Tocca poi al fico. Le ampie foglie nascondono e fanno vedere il dolce frutto. Pianta femmina ovviamente, che produce, a differenza del maschio frutti commestibili. Pago di una passata esperienza, mi cibo solo della polpa lasciando la buccia esterna a un futuro secchio dell’immondizia, poiché può diventare irritante per la bocca dopo qualche assaggio.
L’aria salmastra delle sponde rocciose è già un ricordo lontano mille miglia. Scendo ancora di qualche metro mentre la folta vegetazione non smette di graffiare i miei piedi poco coperti. Qualche spiazzo pianeggiante assomiglia a radure di boschi. Qui, delicate felci di un acceso verde pisello suggeriscono qualche minuto a tu per tu tra nespoli e cespugli vari.
Prendo una manciata di terra. Bruna come un ricordo da immedesimare. Vorrei poter dire
di essere parte di questo azzurro sopra di me, mentre le coltivazioni si alternano con delicata perizia nel racconto di storie generazionali. La consistenza di certi alberi mi fa trovare una sedia come se qualcuno si fosse preso la briga di aspettarmi.
D’improvviso scorgo un piccolo camino. Una piccola casetta. Lì. Nel mezzo del verde. C’è un secchio appeso a un albero. Chiedo di restare lì. Trascorro la notte a rimpinzarmi di frutta senza avvertire alcuna necessità di guardare le stelle. Il risveglio mi ha portato un nuovo suono. Un’invogliante apertura nella roccia poco lontana da cui scaturisce l’acqua di fonte.

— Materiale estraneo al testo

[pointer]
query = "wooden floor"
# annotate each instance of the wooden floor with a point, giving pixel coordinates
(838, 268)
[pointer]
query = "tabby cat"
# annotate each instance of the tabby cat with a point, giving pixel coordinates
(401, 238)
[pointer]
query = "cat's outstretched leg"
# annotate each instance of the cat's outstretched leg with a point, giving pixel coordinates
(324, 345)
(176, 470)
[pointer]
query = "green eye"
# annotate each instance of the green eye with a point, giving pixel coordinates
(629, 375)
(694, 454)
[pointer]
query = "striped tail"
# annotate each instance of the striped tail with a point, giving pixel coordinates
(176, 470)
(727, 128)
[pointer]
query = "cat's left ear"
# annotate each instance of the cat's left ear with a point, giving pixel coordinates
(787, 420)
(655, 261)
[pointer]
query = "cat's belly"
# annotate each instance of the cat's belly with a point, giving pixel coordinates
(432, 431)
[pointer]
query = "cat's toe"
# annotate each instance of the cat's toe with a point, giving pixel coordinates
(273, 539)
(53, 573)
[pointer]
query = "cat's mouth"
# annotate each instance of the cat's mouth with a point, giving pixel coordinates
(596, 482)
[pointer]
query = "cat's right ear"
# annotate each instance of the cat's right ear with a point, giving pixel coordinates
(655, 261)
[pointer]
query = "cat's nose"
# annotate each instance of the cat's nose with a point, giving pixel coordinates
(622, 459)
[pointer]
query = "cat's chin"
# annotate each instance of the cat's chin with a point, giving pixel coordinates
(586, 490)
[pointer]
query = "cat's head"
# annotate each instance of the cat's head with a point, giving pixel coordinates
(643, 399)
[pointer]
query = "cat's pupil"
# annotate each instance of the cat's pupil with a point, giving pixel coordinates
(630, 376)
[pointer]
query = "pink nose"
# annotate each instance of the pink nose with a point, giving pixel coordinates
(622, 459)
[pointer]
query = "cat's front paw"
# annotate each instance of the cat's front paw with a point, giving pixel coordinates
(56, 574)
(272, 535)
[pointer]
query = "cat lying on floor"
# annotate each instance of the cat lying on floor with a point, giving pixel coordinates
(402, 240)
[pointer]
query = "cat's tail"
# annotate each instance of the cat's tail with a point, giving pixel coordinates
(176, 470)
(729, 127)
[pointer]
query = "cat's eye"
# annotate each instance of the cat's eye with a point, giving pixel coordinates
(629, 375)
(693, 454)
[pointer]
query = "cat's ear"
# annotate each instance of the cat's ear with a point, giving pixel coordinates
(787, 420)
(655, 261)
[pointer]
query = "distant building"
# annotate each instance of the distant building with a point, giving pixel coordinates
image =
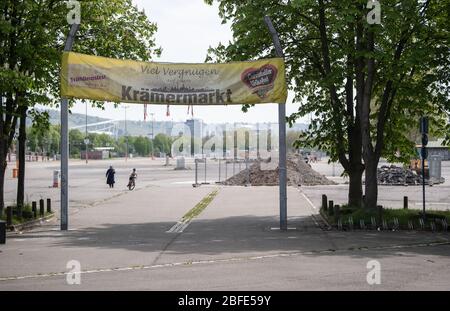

Risalendo verso il caseggiato, con la brina umida ancora a farmi da coperta su braccia e gambe, guardo quella casetta non riuscendo a smettere di sognare realtà. Continuando a rinascere in ogni illusione. Forse basterebbe scavare qualche centimetro sotto terra per trovare una lettera lontana. O qualche giuramento. Chissà di cosa parlano i sogni degli abitanti di questo posto.